Poi c'è l'attivismo della Boschi, che in Toscana ha sondato alcuni eletti di Fi sulla prospettiva del PdR. Ammiccamenti e prove d'intesa pure in Sicilia, dove Gianfranco Miccichè, presidente dell'assemblea regionale, ha partecipato con gran clamore mediatico alla locale «Leopolda» del senatore Davide Faraone, renziano doc. E Faraone ha apprezzato. «Io penso che dobbiamo costruire un contenitore che aggreghi tutti quelli che ritengono che Lega e M5s siano due forze populiste, pericolose, antimeridionaliste e razziste». Eccolo, il fronte repubblicano. «Il tema - ha precisato Faraone - non sono l'apparato e i deputati di Forza Italia e del Pd. Qui il tema è rivolgersi ai cittadini».
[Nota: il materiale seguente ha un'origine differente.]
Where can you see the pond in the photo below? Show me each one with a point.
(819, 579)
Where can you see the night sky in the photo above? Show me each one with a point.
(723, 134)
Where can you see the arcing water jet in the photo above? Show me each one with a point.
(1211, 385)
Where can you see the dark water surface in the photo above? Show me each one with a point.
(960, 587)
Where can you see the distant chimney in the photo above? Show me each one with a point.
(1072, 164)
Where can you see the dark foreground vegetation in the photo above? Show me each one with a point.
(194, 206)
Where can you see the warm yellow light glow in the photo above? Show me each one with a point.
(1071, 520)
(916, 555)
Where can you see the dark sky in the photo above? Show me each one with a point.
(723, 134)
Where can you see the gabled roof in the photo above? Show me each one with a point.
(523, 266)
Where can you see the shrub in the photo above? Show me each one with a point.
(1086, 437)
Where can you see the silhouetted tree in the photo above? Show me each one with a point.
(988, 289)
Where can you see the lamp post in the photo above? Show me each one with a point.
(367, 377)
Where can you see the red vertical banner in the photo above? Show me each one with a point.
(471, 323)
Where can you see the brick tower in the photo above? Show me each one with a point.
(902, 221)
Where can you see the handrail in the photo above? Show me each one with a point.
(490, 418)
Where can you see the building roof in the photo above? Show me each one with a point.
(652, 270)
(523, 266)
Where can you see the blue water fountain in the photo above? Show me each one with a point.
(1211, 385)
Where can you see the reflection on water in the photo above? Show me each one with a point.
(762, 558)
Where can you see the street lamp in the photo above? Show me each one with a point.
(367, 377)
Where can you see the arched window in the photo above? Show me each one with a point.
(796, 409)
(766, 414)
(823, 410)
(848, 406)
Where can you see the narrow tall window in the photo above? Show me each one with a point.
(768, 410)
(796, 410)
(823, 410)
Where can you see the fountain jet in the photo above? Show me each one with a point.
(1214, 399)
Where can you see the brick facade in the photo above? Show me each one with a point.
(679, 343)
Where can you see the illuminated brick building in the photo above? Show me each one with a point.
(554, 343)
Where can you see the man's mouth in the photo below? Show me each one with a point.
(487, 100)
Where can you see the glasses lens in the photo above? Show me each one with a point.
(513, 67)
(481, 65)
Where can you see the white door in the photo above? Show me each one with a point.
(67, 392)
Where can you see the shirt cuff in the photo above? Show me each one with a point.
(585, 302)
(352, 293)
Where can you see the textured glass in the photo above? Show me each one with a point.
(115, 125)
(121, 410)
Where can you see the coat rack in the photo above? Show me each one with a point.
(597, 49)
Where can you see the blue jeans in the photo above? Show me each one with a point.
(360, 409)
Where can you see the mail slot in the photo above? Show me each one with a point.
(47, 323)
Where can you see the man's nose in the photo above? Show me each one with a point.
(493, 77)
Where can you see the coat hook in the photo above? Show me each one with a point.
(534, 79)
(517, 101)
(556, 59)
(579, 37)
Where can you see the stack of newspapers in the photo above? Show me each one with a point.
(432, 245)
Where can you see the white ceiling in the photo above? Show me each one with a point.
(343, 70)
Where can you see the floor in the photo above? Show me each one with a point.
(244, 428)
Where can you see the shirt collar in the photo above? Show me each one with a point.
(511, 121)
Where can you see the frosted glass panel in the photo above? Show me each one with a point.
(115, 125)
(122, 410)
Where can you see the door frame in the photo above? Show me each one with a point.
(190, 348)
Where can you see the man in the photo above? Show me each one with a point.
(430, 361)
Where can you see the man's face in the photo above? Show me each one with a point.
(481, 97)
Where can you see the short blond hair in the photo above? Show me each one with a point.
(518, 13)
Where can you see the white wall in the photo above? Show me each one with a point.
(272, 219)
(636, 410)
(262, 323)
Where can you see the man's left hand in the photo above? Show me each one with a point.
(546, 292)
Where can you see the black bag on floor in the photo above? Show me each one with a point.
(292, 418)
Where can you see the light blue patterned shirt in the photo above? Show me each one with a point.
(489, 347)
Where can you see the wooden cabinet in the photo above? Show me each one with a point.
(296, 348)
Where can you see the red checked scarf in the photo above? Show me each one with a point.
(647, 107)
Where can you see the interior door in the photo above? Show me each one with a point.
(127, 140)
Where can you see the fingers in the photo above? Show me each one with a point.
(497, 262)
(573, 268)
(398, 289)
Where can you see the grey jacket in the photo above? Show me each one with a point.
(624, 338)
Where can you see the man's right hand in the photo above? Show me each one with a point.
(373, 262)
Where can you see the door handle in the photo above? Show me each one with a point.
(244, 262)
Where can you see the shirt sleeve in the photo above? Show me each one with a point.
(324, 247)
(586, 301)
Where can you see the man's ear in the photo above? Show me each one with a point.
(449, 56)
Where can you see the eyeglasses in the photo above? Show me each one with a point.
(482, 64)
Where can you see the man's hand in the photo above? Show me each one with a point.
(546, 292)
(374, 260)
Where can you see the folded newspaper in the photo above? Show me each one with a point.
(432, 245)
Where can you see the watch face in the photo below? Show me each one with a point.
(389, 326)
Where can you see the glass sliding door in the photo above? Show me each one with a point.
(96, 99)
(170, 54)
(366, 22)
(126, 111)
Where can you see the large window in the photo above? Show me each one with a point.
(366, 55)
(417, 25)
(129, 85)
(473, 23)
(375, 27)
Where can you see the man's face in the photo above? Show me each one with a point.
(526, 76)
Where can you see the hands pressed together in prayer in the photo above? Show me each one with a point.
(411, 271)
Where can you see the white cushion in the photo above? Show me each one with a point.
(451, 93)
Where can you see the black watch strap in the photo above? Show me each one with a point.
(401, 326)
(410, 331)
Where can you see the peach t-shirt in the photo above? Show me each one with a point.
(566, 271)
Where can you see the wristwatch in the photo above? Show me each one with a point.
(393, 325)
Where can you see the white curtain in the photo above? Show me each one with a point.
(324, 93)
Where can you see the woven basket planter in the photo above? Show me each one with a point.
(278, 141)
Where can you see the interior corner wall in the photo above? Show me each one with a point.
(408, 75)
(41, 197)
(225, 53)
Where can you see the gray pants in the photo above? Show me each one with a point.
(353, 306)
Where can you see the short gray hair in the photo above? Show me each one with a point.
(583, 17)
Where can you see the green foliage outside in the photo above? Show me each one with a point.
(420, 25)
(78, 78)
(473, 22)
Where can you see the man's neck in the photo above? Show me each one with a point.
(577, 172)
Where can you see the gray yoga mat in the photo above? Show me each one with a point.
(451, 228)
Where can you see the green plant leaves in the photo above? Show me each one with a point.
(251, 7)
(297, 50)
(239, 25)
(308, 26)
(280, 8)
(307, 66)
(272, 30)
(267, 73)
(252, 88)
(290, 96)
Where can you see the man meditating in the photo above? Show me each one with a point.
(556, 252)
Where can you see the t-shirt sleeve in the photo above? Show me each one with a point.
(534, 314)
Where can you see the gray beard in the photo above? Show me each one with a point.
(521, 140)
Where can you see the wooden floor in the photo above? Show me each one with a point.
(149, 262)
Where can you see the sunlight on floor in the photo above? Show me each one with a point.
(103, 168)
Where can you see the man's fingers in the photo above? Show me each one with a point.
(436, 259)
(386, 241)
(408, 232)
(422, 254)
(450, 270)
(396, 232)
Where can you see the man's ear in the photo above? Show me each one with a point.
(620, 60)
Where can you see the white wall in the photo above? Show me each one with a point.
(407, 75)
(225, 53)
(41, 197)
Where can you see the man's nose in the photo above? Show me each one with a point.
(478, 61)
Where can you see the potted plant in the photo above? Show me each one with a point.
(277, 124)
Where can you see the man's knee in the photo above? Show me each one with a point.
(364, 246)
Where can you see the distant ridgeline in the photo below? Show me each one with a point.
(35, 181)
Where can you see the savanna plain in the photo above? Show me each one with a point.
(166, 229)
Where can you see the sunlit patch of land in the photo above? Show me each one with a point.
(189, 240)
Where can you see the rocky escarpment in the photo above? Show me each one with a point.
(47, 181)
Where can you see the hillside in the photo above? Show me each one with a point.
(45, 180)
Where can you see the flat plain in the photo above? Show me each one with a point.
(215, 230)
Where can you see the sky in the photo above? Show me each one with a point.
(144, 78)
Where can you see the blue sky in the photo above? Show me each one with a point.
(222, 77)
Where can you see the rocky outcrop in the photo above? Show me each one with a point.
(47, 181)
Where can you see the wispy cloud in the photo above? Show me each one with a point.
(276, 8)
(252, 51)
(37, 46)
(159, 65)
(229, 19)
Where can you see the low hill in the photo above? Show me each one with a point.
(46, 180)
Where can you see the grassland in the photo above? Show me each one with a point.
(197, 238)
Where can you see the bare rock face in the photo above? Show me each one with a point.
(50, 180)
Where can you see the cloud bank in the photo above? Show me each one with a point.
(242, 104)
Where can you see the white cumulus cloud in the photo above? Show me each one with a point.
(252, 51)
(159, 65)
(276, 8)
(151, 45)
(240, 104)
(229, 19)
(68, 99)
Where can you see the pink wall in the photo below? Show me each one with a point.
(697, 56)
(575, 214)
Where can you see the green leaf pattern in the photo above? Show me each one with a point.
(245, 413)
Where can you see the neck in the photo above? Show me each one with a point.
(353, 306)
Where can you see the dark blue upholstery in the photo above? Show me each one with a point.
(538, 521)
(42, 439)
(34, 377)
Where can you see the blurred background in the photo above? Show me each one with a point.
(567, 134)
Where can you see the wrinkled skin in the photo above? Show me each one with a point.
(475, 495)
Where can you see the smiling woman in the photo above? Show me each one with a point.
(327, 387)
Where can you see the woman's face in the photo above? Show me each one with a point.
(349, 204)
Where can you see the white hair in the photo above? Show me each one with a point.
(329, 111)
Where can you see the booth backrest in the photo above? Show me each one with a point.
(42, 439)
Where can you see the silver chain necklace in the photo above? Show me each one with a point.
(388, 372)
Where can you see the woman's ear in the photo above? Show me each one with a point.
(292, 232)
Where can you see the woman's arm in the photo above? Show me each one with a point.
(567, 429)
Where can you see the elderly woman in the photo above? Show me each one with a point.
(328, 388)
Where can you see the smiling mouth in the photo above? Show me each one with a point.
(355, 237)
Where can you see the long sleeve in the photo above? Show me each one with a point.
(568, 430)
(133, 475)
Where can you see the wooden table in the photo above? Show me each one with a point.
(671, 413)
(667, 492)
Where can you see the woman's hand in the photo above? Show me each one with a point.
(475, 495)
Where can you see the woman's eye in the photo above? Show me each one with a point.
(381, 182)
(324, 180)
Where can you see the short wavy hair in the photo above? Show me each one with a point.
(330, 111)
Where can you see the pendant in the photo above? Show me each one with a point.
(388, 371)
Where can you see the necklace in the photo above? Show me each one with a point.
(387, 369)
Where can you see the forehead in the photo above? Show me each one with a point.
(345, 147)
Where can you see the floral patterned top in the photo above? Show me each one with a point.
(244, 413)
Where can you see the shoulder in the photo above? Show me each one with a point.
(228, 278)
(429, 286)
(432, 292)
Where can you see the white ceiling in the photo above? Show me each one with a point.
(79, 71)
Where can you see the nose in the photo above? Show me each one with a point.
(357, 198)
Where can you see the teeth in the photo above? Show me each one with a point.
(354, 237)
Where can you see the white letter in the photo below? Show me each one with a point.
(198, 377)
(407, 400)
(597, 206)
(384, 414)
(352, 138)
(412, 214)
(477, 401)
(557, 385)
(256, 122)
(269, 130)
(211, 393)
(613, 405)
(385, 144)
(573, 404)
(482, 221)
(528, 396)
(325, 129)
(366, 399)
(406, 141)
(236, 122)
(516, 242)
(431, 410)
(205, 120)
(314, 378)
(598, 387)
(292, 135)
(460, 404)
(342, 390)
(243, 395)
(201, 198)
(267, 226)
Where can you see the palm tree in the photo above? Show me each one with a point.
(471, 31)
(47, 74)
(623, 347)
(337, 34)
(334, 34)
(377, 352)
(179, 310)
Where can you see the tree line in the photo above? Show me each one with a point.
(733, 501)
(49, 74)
Sommovimenti locali, si potrebbe dire, anche se la Sicilia è da sempre considerata un laboratorio per l'Italia. Per non parlare dei contatti che in queste settimane ci sono stati tra renziani e azzurri. Gli emissari di Matteo hanno avvicinato gli scontenti, i delusi, quelli che non hanno più ruoli di vertice in Forza Italia. Qualcuno «era interessato», qualcun altro «voleva soltanto capire», tutti comunque hanno ascoltato perché non si sa mai. Si tratterebbe però di discorsi proiettati al futuro, ancorati a scenari ipotetici, condizionati alla lotta per la conquista della segreteria del Pd tra Zingaretti e Minniti a marzo e alla durata del governo gialloverde in carica.

Troppe variabili per poter prendere degli impegni di lungo periodo.